The January 5, 2009, New York Times reports in its Memo from Pravda that “In Eastern Europe, Lives Languish in Mental Facilities.” http://www.nytimes.com/2009/01/05/world/europe/05bulgaria.html

“A study of guardianship in eight former Communist countries completed last year by the Mental Disability Advocacy Center in Budapest found jaillike regimens for patients with a wide range of mental disabilities, with one million adults in the region subject to ‘significant, arbitrary and automatic’ violations of their human rights.”

This disturbing article goes on to report: “In the two decades since free markets and imperfect democracy took hold in Eastern Europe, the laws governing guardianship have largely remained intact, stripping hundreds of thousands of people of the authority to make the most basic decisions about their lives, even when they may be capable of looking after themselves, advocates say.”

The article by Matthew Brunwasser goes on to say:

(1) The laws of Bulgaria and across the region fail to ensure oversight of guardians.

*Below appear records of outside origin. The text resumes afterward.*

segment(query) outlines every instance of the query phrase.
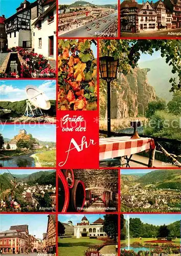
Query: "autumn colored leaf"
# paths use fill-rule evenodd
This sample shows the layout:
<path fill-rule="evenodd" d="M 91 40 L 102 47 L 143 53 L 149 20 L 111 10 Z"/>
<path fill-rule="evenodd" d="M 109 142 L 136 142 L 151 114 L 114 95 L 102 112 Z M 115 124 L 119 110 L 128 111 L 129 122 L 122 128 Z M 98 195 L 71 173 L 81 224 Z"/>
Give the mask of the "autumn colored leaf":
<path fill-rule="evenodd" d="M 73 92 L 71 90 L 69 91 L 68 94 L 66 96 L 66 99 L 69 100 L 70 102 L 71 101 L 73 101 L 76 99 Z"/>
<path fill-rule="evenodd" d="M 75 66 L 75 72 L 74 74 L 74 78 L 76 79 L 76 81 L 81 82 L 82 80 L 85 79 L 85 75 L 83 71 L 85 68 L 85 63 L 82 63 L 81 61 L 79 61 Z"/>
<path fill-rule="evenodd" d="M 97 59 L 91 41 L 58 39 L 58 101 L 61 110 L 97 109 Z M 88 108 L 94 102 L 95 108 Z"/>
<path fill-rule="evenodd" d="M 81 110 L 84 109 L 87 104 L 87 101 L 85 98 L 79 97 L 75 102 L 74 109 L 74 110 Z"/>
<path fill-rule="evenodd" d="M 76 81 L 72 82 L 71 81 L 69 81 L 69 83 L 72 86 L 74 91 L 79 91 L 80 89 L 80 82 L 76 82 Z"/>
<path fill-rule="evenodd" d="M 83 89 L 80 90 L 75 92 L 75 95 L 78 97 L 81 96 L 84 97 L 84 90 Z"/>
<path fill-rule="evenodd" d="M 62 58 L 63 59 L 67 59 L 69 57 L 69 49 L 65 49 L 63 50 Z"/>
<path fill-rule="evenodd" d="M 66 104 L 60 106 L 60 110 L 69 110 L 69 105 Z"/>
<path fill-rule="evenodd" d="M 68 66 L 69 67 L 72 67 L 74 66 L 74 57 L 72 55 L 70 57 L 69 61 L 68 62 Z"/>
<path fill-rule="evenodd" d="M 80 59 L 79 58 L 74 58 L 74 64 L 76 64 L 78 63 L 79 61 L 80 61 Z"/>

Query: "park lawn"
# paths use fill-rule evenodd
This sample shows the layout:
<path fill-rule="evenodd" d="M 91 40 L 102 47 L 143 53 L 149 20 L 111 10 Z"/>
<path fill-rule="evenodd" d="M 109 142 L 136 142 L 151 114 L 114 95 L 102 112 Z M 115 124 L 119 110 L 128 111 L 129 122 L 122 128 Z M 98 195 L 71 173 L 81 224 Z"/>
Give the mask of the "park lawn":
<path fill-rule="evenodd" d="M 134 243 L 134 242 L 139 242 L 141 244 L 142 244 L 143 245 L 144 245 L 145 243 L 144 243 L 145 241 L 153 241 L 153 240 L 157 240 L 157 238 L 142 238 L 142 240 L 140 240 L 140 238 L 132 238 L 130 240 L 130 244 L 131 245 L 132 243 Z M 175 245 L 180 245 L 180 239 L 179 238 L 177 238 L 176 239 L 174 239 L 173 240 L 173 242 L 174 242 L 174 243 L 173 243 L 173 244 L 175 244 Z M 121 240 L 121 244 L 127 244 L 127 240 Z M 163 244 L 162 243 L 159 243 L 159 245 L 162 245 Z"/>
<path fill-rule="evenodd" d="M 48 150 L 34 154 L 35 164 L 39 162 L 38 167 L 55 167 L 56 166 L 56 151 L 55 150 Z M 45 163 L 53 163 L 53 164 L 42 164 Z"/>
<path fill-rule="evenodd" d="M 103 244 L 104 241 L 89 238 L 59 238 L 58 256 L 84 256 L 92 245 Z"/>

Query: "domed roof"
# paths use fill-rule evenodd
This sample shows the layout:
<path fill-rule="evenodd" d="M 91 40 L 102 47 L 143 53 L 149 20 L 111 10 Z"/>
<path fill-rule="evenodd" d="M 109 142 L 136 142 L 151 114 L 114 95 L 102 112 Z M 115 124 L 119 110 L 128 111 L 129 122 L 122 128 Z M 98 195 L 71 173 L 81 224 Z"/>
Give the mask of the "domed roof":
<path fill-rule="evenodd" d="M 86 218 L 86 217 L 84 216 L 82 219 L 82 221 L 88 221 L 87 219 Z"/>

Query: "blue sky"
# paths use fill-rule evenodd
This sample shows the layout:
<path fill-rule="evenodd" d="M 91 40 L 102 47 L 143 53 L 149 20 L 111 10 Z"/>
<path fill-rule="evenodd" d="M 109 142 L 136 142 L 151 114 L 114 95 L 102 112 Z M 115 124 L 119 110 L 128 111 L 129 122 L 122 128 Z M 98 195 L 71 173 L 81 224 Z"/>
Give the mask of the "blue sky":
<path fill-rule="evenodd" d="M 59 5 L 71 5 L 76 2 L 76 0 L 58 0 Z M 93 5 L 106 5 L 106 4 L 118 4 L 115 0 L 109 0 L 106 3 L 104 0 L 99 0 L 99 2 L 96 0 L 86 0 L 86 2 L 92 4 Z"/>
<path fill-rule="evenodd" d="M 11 174 L 32 174 L 34 173 L 38 173 L 38 172 L 46 171 L 48 172 L 49 170 L 48 169 L 8 169 L 9 171 Z M 55 170 L 54 170 L 55 172 Z M 4 173 L 8 173 L 7 169 L 1 169 L 0 173 L 1 174 Z"/>
<path fill-rule="evenodd" d="M 141 57 L 138 61 L 138 64 L 141 62 L 147 61 L 147 60 L 152 60 L 153 59 L 157 59 L 159 58 L 161 58 L 161 52 L 160 51 L 155 51 L 152 54 L 152 55 L 150 54 L 145 53 L 141 53 Z"/>
<path fill-rule="evenodd" d="M 122 3 L 124 0 L 121 0 L 121 3 Z M 135 0 L 135 2 L 137 2 L 138 4 L 142 4 L 143 3 L 143 0 Z M 156 3 L 157 0 L 153 0 L 153 3 Z M 144 0 L 144 3 L 145 4 L 146 3 L 147 1 L 146 0 Z M 151 0 L 148 1 L 149 3 L 151 3 Z"/>
<path fill-rule="evenodd" d="M 128 215 L 124 214 L 125 219 Z M 160 226 L 168 225 L 175 221 L 180 221 L 181 216 L 179 214 L 129 214 L 129 218 L 139 218 L 144 223 L 152 224 Z"/>
<path fill-rule="evenodd" d="M 38 87 L 49 99 L 56 99 L 55 80 L 0 80 L 0 101 L 17 101 L 27 99 L 25 89 L 28 86 Z"/>
<path fill-rule="evenodd" d="M 96 221 L 99 217 L 104 219 L 104 215 L 103 214 L 87 214 L 85 215 L 87 220 L 92 223 Z M 59 215 L 58 220 L 61 222 L 67 223 L 69 221 L 72 221 L 73 225 L 76 225 L 77 223 L 80 223 L 82 218 L 84 216 L 83 214 L 65 214 Z"/>
<path fill-rule="evenodd" d="M 56 125 L 55 124 L 1 124 L 0 133 L 4 138 L 12 139 L 25 129 L 27 134 L 31 133 L 34 138 L 43 141 L 56 142 Z"/>
<path fill-rule="evenodd" d="M 95 58 L 97 58 L 97 47 L 95 46 L 95 45 L 93 43 L 92 45 L 91 45 L 91 47 L 90 47 L 90 48 L 92 49 L 92 50 L 93 50 L 93 53 L 94 53 L 94 57 Z"/>
<path fill-rule="evenodd" d="M 157 169 L 127 169 L 126 170 L 121 169 L 121 174 L 147 174 L 152 172 L 152 170 L 155 170 Z"/>
<path fill-rule="evenodd" d="M 42 239 L 43 233 L 47 232 L 48 215 L 47 214 L 1 214 L 0 215 L 1 232 L 9 229 L 11 226 L 28 225 L 30 234 Z"/>
<path fill-rule="evenodd" d="M 35 0 L 28 1 L 30 3 L 35 2 Z M 16 12 L 16 8 L 23 2 L 23 0 L 1 0 L 0 16 L 4 14 L 6 18 L 9 18 Z"/>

This is called “civil death,” certainly an oxymoron.

(2) Legislation makes it too easy to petition courts and for courts to grant guardianship to those who hardly qualify; those who would take advantage of their authority.

(3) Legal appeals to remove guardianship and restore legal capacity lead to Kafkaesque situations. Some countries, like Hungary, show progress in changing this deplorable “system” of dumping and forgetting those with mental illness.

It is difficult to believe these are 21st-century conditions. The American Mental Health Foundation urges all readers of this blog to contact the Mental Disability Advocacy Center and other human-rights groups to protest these horrors and to foster humane treatment for those who most need our protection. Does anyone remember the Gospel? (quoted here perhaps imperfectly): “Whatever you do to the least of mine, you also do to me.”